陈砚强忍着剧痛后退,光剑在身前划出防御圈。金色身影的残响突然从防御圈中冲出,他的手中握着一本燃烧的命运剧本,剧本的纸页上布满了修改的痕迹。“执笔人,你忘了命运最初是由生命共同书写的吗?” 金色身影将燃烧的剧本掷向命运之笔,火焰在空中化作无数只金色的蝴蝶,蝴蝶翅膀上印着各个文明自主选择的命运分支 —— 有放弃科技选择自然的部落,有与异种和平共处的星球,甚至有主动收缩疆域的帝国,每个选择都偏离了执笔人设定的 “最优解”,却都绽放出独特的生命力。
蝴蝶撞上命运之笔的刹那,笔杆上的眼睛突然集体流泪,泪水与墨汁混合成灰色的液体,滴落在荒原上长出混沌的森林,森林里既有顺从的藤蔓,也有反抗的荆棘。执笔人的兜帽微微晃动,似乎第一次出现了情绪波动:“生命的无序选择只会导致宇宙熵增,终章必须是绝对有序的寂灭。” 命运之笔突然提起,笔锋在空中划出巨大的弧线,一道黑色的墨汁洪流朝着陈砚与金色身影倾泻而下,洪流中浮现出所有宇宙的毁灭画面,每个画面都标注着精确的时间坐标,精确到毫秒。

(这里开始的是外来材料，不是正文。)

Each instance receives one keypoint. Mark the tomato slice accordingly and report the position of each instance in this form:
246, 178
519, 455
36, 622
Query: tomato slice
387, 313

就在这千钧一发之际,黑色河流中突然升起无数个气泡,每个气泡里都封存着某个文明的最后一刻 —— 有在灭亡前集体吟唱诗歌的种族,有将所有知识刻在星球内核的科学家,有抱着孩子微笑迎接终结的母亲。这些气泡撞向墨汁洪流,在接触的瞬间炸开,释放出的生命能量在半空组成巨大的谜题,谜题的文字由无数种语言书写:“何为命运的真谛?”“何为书写的意义?”“何为超越剧本的存在?”
“命运的真谛…… 是自主选择的权利!” 陈砚的光剑刺入第一道谜题,五种能量与无数气泡的生命能量融合,在荒原上空形成旋转的星图。星图中,每个星辰都代表着一个自主选择的命运,有的黯淡无光,有的璀璨夺目,却都在按照自己的轨迹运行。一个气泡中吟唱诗歌的种族,他们的命运剧本原本写着 “因资源枯竭而自相残杀”,却通过集体创作的精神力量延续了百年,星图中对应的星辰因此多闪烁了三圈。
谜题的光芒让命运之笔的墨汁出现了凝滞。那些银色的命运线条开始松动,黑色河流中的灵魂脸上浮现出困惑的表情,仿佛正在回忆被遗忘的选择权。学士帽墨吏的毛笔突然炸裂,墨汁溅在他的脸上,露出底下由无数个 “?” 组成的面容,每个问号都在颤抖,仿佛对自己执行的命令产生了怀疑。荒原上的反抗野草长得更加茂盛,草叶甚至开始缠绕命运之笔的笔杆,草叶上的符文与笔杆上的眼睛产生激烈的碰撞,发出滋滋的响声。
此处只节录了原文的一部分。